I remember once buying an old freezer. This would have been around 1998. The freezer was made around 1965. It purred like a kitten, was always perfect temperature, and in the 10 years that we owned it (I wish I still had it!), it never once needed a repair. That don't make 'em like they used to! Why not, I wonder?
I like old stuff. Older styles, and older designs, they had something to them that we seem to have lost lately. It is not just a matter of workmanship (although quality of workmanship is largely in the tank these days), it is a matter of the attitude toward "new stuff" and toward "old stuff". We have become obsessed with "new stuff" to such a degree that yesterday is old in many people's minds. No longer is there much sense of stability of the past.
I can think of many times when someone referred to a tradition of the Church (which was apparently fine for numerous generations of Catholics before the 20th century) as "archaic" or "the old way" or (the worst of all) "pre-Vatican II". This says automatically that "newer is better" and that we always have to be contemporary in our practices (which is impossible since time is always moving forward). This mistaken notion is almost non-existent before the modern age. There was a time when Catholics thought of something "new" in the same way that we think of something that is "immature".

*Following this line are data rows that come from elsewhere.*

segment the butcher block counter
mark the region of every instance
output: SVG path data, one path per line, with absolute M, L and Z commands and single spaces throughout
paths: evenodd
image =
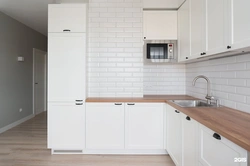
M 196 99 L 187 95 L 148 95 L 141 98 L 87 98 L 86 102 L 167 103 L 204 126 L 250 151 L 250 114 L 228 107 L 180 107 L 170 100 Z

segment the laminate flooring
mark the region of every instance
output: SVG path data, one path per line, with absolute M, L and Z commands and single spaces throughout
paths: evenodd
M 51 155 L 46 113 L 0 134 L 0 166 L 174 166 L 169 156 Z

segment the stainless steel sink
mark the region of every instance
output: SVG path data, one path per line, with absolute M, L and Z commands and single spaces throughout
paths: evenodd
M 180 107 L 218 107 L 215 103 L 207 103 L 204 100 L 171 100 Z

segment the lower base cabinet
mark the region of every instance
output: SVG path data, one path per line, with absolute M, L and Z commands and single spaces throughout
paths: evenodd
M 198 123 L 181 114 L 182 166 L 198 166 Z
M 86 104 L 86 148 L 124 149 L 124 104 Z
M 167 106 L 167 151 L 176 166 L 181 166 L 181 113 Z
M 86 149 L 164 151 L 163 103 L 86 103 Z M 121 151 L 120 151 L 121 152 Z
M 164 109 L 161 103 L 125 104 L 126 149 L 164 149 Z
M 199 162 L 203 166 L 247 166 L 247 151 L 199 125 Z
M 84 104 L 48 104 L 48 148 L 52 150 L 85 148 Z

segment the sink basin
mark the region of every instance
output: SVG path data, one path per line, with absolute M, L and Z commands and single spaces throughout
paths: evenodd
M 216 104 L 209 104 L 204 100 L 171 100 L 180 107 L 217 107 Z

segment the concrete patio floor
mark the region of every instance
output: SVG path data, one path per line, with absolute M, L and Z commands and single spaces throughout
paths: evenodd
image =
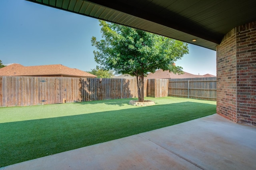
M 256 127 L 214 114 L 0 169 L 255 170 Z

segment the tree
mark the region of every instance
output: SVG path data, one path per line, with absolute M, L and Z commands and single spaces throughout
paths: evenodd
M 1 60 L 0 60 L 0 69 L 1 68 L 2 68 L 4 67 L 5 67 L 6 65 L 3 65 L 2 63 L 2 61 L 1 61 Z
M 138 99 L 144 101 L 144 77 L 158 69 L 182 73 L 174 64 L 188 53 L 188 44 L 141 30 L 100 21 L 102 39 L 92 37 L 95 61 L 101 68 L 137 78 Z
M 91 69 L 91 71 L 86 71 L 97 76 L 97 78 L 111 78 L 114 76 L 113 71 L 110 70 L 105 70 L 100 68 L 99 66 L 96 66 L 95 69 Z

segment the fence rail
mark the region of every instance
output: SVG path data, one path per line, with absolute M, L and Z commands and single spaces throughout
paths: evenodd
M 200 79 L 145 79 L 144 95 L 216 100 L 216 78 Z M 136 98 L 136 79 L 0 76 L 0 107 Z
M 170 79 L 168 96 L 216 100 L 216 77 Z

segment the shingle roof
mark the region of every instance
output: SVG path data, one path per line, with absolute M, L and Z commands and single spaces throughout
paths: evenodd
M 95 75 L 85 71 L 72 69 L 61 64 L 24 66 L 12 64 L 0 69 L 0 76 L 64 76 L 82 77 L 96 77 Z
M 169 71 L 163 71 L 162 69 L 157 70 L 155 73 L 150 73 L 146 77 L 145 79 L 185 79 L 187 78 L 207 77 L 216 77 L 210 74 L 204 75 L 196 75 L 190 73 L 184 72 L 184 74 L 179 75 L 173 73 L 170 73 Z

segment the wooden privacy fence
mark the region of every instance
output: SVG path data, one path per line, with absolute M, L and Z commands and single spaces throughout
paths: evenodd
M 167 96 L 166 81 L 145 79 L 144 96 Z M 137 97 L 136 83 L 136 79 L 0 76 L 0 107 Z
M 170 79 L 168 96 L 216 101 L 216 77 Z
M 216 100 L 216 77 L 145 79 L 144 95 Z M 138 97 L 136 79 L 0 76 L 0 107 Z

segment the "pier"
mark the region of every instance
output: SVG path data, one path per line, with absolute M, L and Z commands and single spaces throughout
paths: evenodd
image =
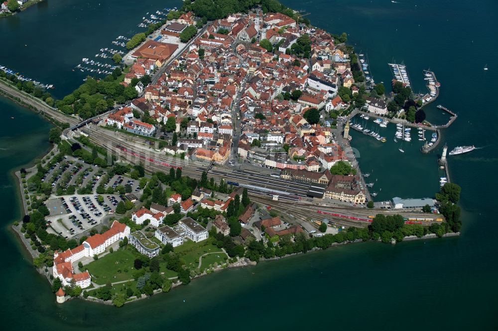
M 445 129 L 447 128 L 448 127 L 451 125 L 452 123 L 455 122 L 455 120 L 457 119 L 457 117 L 458 117 L 458 115 L 457 115 L 456 113 L 453 112 L 451 110 L 450 110 L 446 107 L 443 107 L 440 104 L 438 104 L 438 105 L 436 106 L 436 108 L 438 108 L 438 109 L 441 109 L 441 110 L 444 110 L 447 113 L 451 115 L 451 117 L 450 117 L 450 120 L 448 121 L 448 123 L 447 123 L 446 124 L 444 124 L 443 125 L 435 125 L 434 127 L 436 128 L 436 129 Z
M 408 77 L 408 73 L 406 72 L 406 66 L 402 65 L 398 65 L 396 63 L 388 63 L 389 66 L 392 70 L 393 76 L 398 82 L 400 82 L 406 84 L 408 87 L 411 87 L 410 83 L 410 79 Z
M 427 145 L 427 142 L 426 141 L 425 144 L 424 146 L 422 147 L 420 149 L 420 152 L 421 152 L 424 154 L 427 154 L 427 153 L 434 151 L 437 147 L 437 145 L 441 142 L 441 131 L 439 130 L 436 130 L 436 133 L 437 133 L 437 139 L 436 141 L 434 142 L 434 144 L 432 146 L 429 146 Z
M 378 115 L 374 113 L 370 113 L 367 111 L 364 111 L 363 110 L 358 110 L 356 112 L 355 111 L 353 111 L 350 114 L 350 118 L 354 117 L 355 115 L 358 114 L 359 113 L 361 114 L 365 114 L 365 115 L 369 116 L 371 117 L 374 117 L 375 118 L 380 118 L 380 119 L 386 119 L 386 117 L 385 116 L 380 116 L 380 115 Z M 436 127 L 426 126 L 425 125 L 422 125 L 421 124 L 417 124 L 414 123 L 410 123 L 408 121 L 407 121 L 406 120 L 403 119 L 402 118 L 389 118 L 387 120 L 388 120 L 390 123 L 393 123 L 394 124 L 399 123 L 401 124 L 404 124 L 405 126 L 409 126 L 412 128 L 418 128 L 423 127 L 425 130 L 432 130 L 433 131 L 435 131 L 437 129 L 437 127 Z

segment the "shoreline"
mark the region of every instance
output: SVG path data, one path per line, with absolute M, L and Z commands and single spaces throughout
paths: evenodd
M 31 3 L 31 4 L 30 4 L 30 5 L 32 5 L 32 4 L 34 4 L 35 3 L 41 2 L 42 1 L 43 1 L 43 0 L 40 0 L 39 1 L 36 1 L 36 2 L 34 2 L 32 3 Z M 28 7 L 28 6 L 26 7 L 25 8 L 24 8 L 24 9 L 26 9 L 27 7 Z M 8 84 L 5 84 L 5 83 L 4 83 L 3 82 L 0 82 L 0 84 L 3 84 L 3 85 L 4 85 L 5 86 L 6 86 L 8 88 L 8 89 L 15 89 L 14 87 L 12 87 L 12 86 L 10 86 Z M 17 91 L 19 93 L 20 93 L 21 94 L 25 94 L 22 91 Z M 55 118 L 52 118 L 50 116 L 50 115 L 49 115 L 48 113 L 47 113 L 49 112 L 47 112 L 46 110 L 45 111 L 42 110 L 41 109 L 37 109 L 35 104 L 30 104 L 29 103 L 26 103 L 23 102 L 23 99 L 22 98 L 17 98 L 14 95 L 10 95 L 8 93 L 8 92 L 7 91 L 6 91 L 5 90 L 0 90 L 0 93 L 1 93 L 2 95 L 5 95 L 6 96 L 6 97 L 7 97 L 7 98 L 9 98 L 10 99 L 12 100 L 13 101 L 16 102 L 17 103 L 19 104 L 21 106 L 22 106 L 23 107 L 25 107 L 27 108 L 27 109 L 29 109 L 30 110 L 32 110 L 33 111 L 36 112 L 38 114 L 40 115 L 40 116 L 41 116 L 42 117 L 44 118 L 44 119 L 45 119 L 46 120 L 48 120 L 48 121 L 50 121 L 51 123 L 55 123 L 56 125 L 60 125 L 60 122 L 58 122 L 58 123 L 57 120 Z M 27 96 L 26 95 L 23 95 L 23 97 L 24 97 L 24 98 L 27 98 L 28 96 Z M 34 98 L 33 98 L 33 97 L 32 97 L 31 96 L 30 96 L 29 97 L 30 97 L 30 98 L 31 98 L 32 99 L 35 99 Z M 16 99 L 17 98 L 18 98 L 18 100 Z M 25 99 L 24 99 L 24 100 L 25 100 Z M 37 102 L 38 100 L 37 99 L 32 100 L 32 102 L 34 102 L 35 101 L 36 101 Z M 36 102 L 34 102 L 34 103 L 35 104 Z M 38 105 L 40 105 L 39 104 Z M 61 114 L 62 115 L 62 113 Z M 69 120 L 69 119 L 70 119 L 70 118 L 68 118 L 68 121 Z M 48 151 L 44 151 L 44 152 L 43 152 L 42 153 L 42 155 L 43 156 L 43 157 L 42 157 L 42 159 L 43 159 L 45 156 L 46 156 L 46 155 L 47 155 L 48 154 L 49 154 L 51 152 L 51 151 L 54 150 L 54 149 L 55 148 L 56 148 L 56 146 L 54 146 L 53 145 L 52 145 L 52 148 L 50 148 L 50 149 L 49 149 L 49 150 L 48 150 Z M 28 164 L 29 165 L 31 165 L 32 164 L 34 163 L 34 160 L 36 160 L 36 159 L 37 158 L 33 159 L 31 162 L 30 162 L 29 163 L 28 163 L 28 164 Z M 22 166 L 21 166 L 21 167 L 22 167 Z M 29 171 L 33 171 L 33 169 L 34 168 L 34 166 L 32 166 L 31 167 L 30 167 L 28 169 L 26 169 L 26 170 L 29 170 Z M 24 195 L 22 194 L 22 191 L 23 191 L 23 183 L 22 183 L 22 179 L 20 177 L 20 172 L 18 171 L 15 171 L 15 169 L 11 169 L 10 170 L 10 172 L 13 172 L 13 174 L 15 176 L 15 177 L 17 178 L 17 180 L 18 180 L 18 185 L 17 186 L 17 188 L 18 188 L 18 189 L 19 189 L 19 190 L 18 191 L 17 193 L 19 194 L 20 195 L 20 197 L 21 197 L 21 200 L 19 200 L 19 201 L 18 201 L 18 204 L 19 204 L 22 206 L 22 209 L 21 210 L 23 211 L 23 212 L 24 213 L 24 214 L 28 214 L 28 210 L 27 210 L 27 207 L 26 207 L 27 205 L 26 204 L 26 200 L 25 200 L 25 199 L 24 198 Z M 22 213 L 22 212 L 21 212 L 21 213 Z M 15 221 L 15 220 L 14 219 L 13 221 Z M 25 240 L 25 238 L 24 238 L 23 236 L 22 236 L 22 233 L 20 232 L 20 231 L 19 230 L 19 228 L 20 228 L 20 226 L 19 225 L 19 226 L 16 226 L 15 225 L 11 225 L 11 226 L 10 227 L 11 227 L 11 228 L 12 228 L 14 230 L 14 231 L 15 232 L 16 232 L 17 233 L 17 236 L 19 237 L 19 240 L 20 241 L 21 243 L 23 245 L 23 246 L 24 246 L 25 248 L 28 251 L 28 252 L 30 254 L 30 255 L 31 255 L 32 259 L 33 258 L 34 258 L 34 257 L 36 257 L 36 256 L 37 256 L 37 255 L 38 255 L 38 254 L 37 254 L 37 253 L 38 253 L 37 251 L 33 251 L 32 249 L 31 249 L 31 247 L 29 246 L 29 242 L 28 242 L 26 240 Z M 445 235 L 444 235 L 442 236 L 442 238 L 445 238 L 445 237 L 446 237 L 458 236 L 459 236 L 460 234 L 460 233 L 448 233 L 448 234 L 445 234 Z M 403 239 L 403 241 L 404 241 L 405 240 L 406 240 L 407 241 L 410 241 L 416 240 L 419 240 L 419 239 L 434 239 L 434 238 L 438 238 L 438 237 L 437 237 L 437 236 L 435 234 L 428 234 L 428 235 L 426 235 L 425 236 L 423 236 L 422 237 L 420 237 L 420 238 L 418 238 L 418 237 L 414 237 L 414 236 L 410 236 L 410 237 L 405 237 Z M 377 241 L 369 240 L 369 241 L 377 241 L 378 242 L 378 241 L 380 241 L 379 240 L 377 240 Z M 355 243 L 359 243 L 359 242 L 363 242 L 363 241 L 362 240 L 357 240 L 353 241 L 352 241 L 352 242 L 345 241 L 345 242 L 342 242 L 342 243 L 335 243 L 333 244 L 331 246 L 331 247 L 338 246 L 342 245 L 348 245 L 348 244 L 355 244 Z M 313 248 L 312 249 L 310 249 L 309 251 L 309 252 L 313 252 L 313 251 L 314 251 L 315 250 L 322 250 L 322 248 Z M 325 249 L 323 249 L 323 250 L 325 250 Z M 275 257 L 273 257 L 273 258 L 268 258 L 268 259 L 265 259 L 265 258 L 262 258 L 260 260 L 261 261 L 263 261 L 270 260 L 273 260 L 273 259 L 281 259 L 281 258 L 283 258 L 288 257 L 289 257 L 289 256 L 292 256 L 292 255 L 298 255 L 299 254 L 303 254 L 303 253 L 304 253 L 302 252 L 298 252 L 298 253 L 292 253 L 292 254 L 286 254 L 286 255 L 284 255 L 283 256 Z M 225 268 L 230 268 L 230 267 L 243 267 L 248 266 L 249 266 L 249 265 L 254 265 L 257 264 L 256 262 L 248 262 L 248 261 L 249 261 L 248 259 L 247 259 L 247 258 L 245 258 L 245 257 L 243 257 L 242 258 L 240 259 L 239 260 L 238 260 L 237 261 L 237 262 L 234 262 L 234 263 L 229 263 L 228 265 L 224 265 L 224 266 L 219 266 L 219 267 L 217 267 L 217 268 L 215 268 L 215 269 L 214 269 L 213 270 L 210 270 L 209 272 L 207 272 L 207 271 L 205 270 L 203 272 L 202 274 L 201 274 L 200 275 L 196 275 L 196 276 L 192 277 L 191 278 L 191 279 L 193 280 L 193 279 L 194 279 L 200 278 L 200 277 L 203 277 L 204 276 L 206 276 L 206 275 L 209 274 L 209 273 L 212 273 L 213 272 L 218 272 L 219 271 L 220 271 L 220 270 L 222 270 L 223 269 L 225 269 Z M 239 265 L 239 263 L 243 263 L 243 261 L 245 262 L 246 263 L 246 264 L 242 264 L 242 265 Z M 33 265 L 33 266 L 34 266 L 34 265 Z M 45 275 L 45 276 L 46 277 L 47 277 L 47 279 L 48 279 L 49 282 L 51 284 L 53 282 L 50 280 L 50 279 L 49 273 L 48 272 L 44 271 L 43 271 L 43 270 L 42 269 L 40 269 L 39 268 L 37 268 L 37 267 L 35 267 L 35 268 L 37 270 L 37 271 L 38 271 L 38 272 L 39 273 L 40 273 L 40 274 Z M 172 284 L 172 286 L 171 286 L 171 288 L 172 289 L 174 287 L 176 287 L 179 286 L 180 285 L 182 285 L 182 283 L 181 282 L 177 281 L 177 282 L 173 283 L 173 284 Z M 156 291 L 155 291 L 154 292 L 154 293 L 153 293 L 153 294 L 152 295 L 153 295 L 154 294 L 156 294 L 159 293 L 161 293 L 162 292 L 163 292 L 162 290 L 162 289 L 159 289 L 158 290 L 157 290 Z M 134 299 L 131 300 L 130 300 L 129 301 L 127 301 L 125 303 L 128 303 L 129 302 L 134 302 L 135 301 L 138 301 L 139 300 L 141 300 L 141 299 L 145 299 L 145 298 L 148 298 L 148 296 L 146 296 L 146 295 L 143 295 L 139 298 L 135 297 L 135 298 Z M 85 300 L 89 301 L 92 301 L 92 302 L 100 302 L 101 303 L 104 303 L 105 304 L 111 304 L 111 305 L 112 305 L 112 301 L 104 301 L 102 300 L 101 299 L 99 299 L 98 298 L 94 298 L 93 297 L 90 297 L 90 296 L 89 296 L 88 298 L 83 298 L 82 297 L 82 296 L 80 296 L 80 297 L 78 297 L 68 298 L 68 301 L 69 301 L 70 300 L 72 300 L 73 299 L 75 299 L 75 298 L 76 298 L 82 299 L 83 300 Z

If you read through the Scriptures you will find an assumption that makes modernists uncomfortable. I speak of the assumption that something new cannot be trusted, and that youth is foolish. New things are always suspect and need to be proven before relied upon. If you look at the lives of the Saints you will see the same thing: an attitude that knows what is already proven gives confidence, but what is immature and untested needs time to show its worth.
So then, yes, I prefer the old stuff, but not just because I like the designs of the past (which I do), but also because I am not a modernist. I do not assume that newer is always better, nor do I assume that older is better (but it is likely more settled and stable!). Can we move forward? Yes. Can we advance? Yes. We should not, however, seek to do so with a disdain for that which is solid and trustworthy.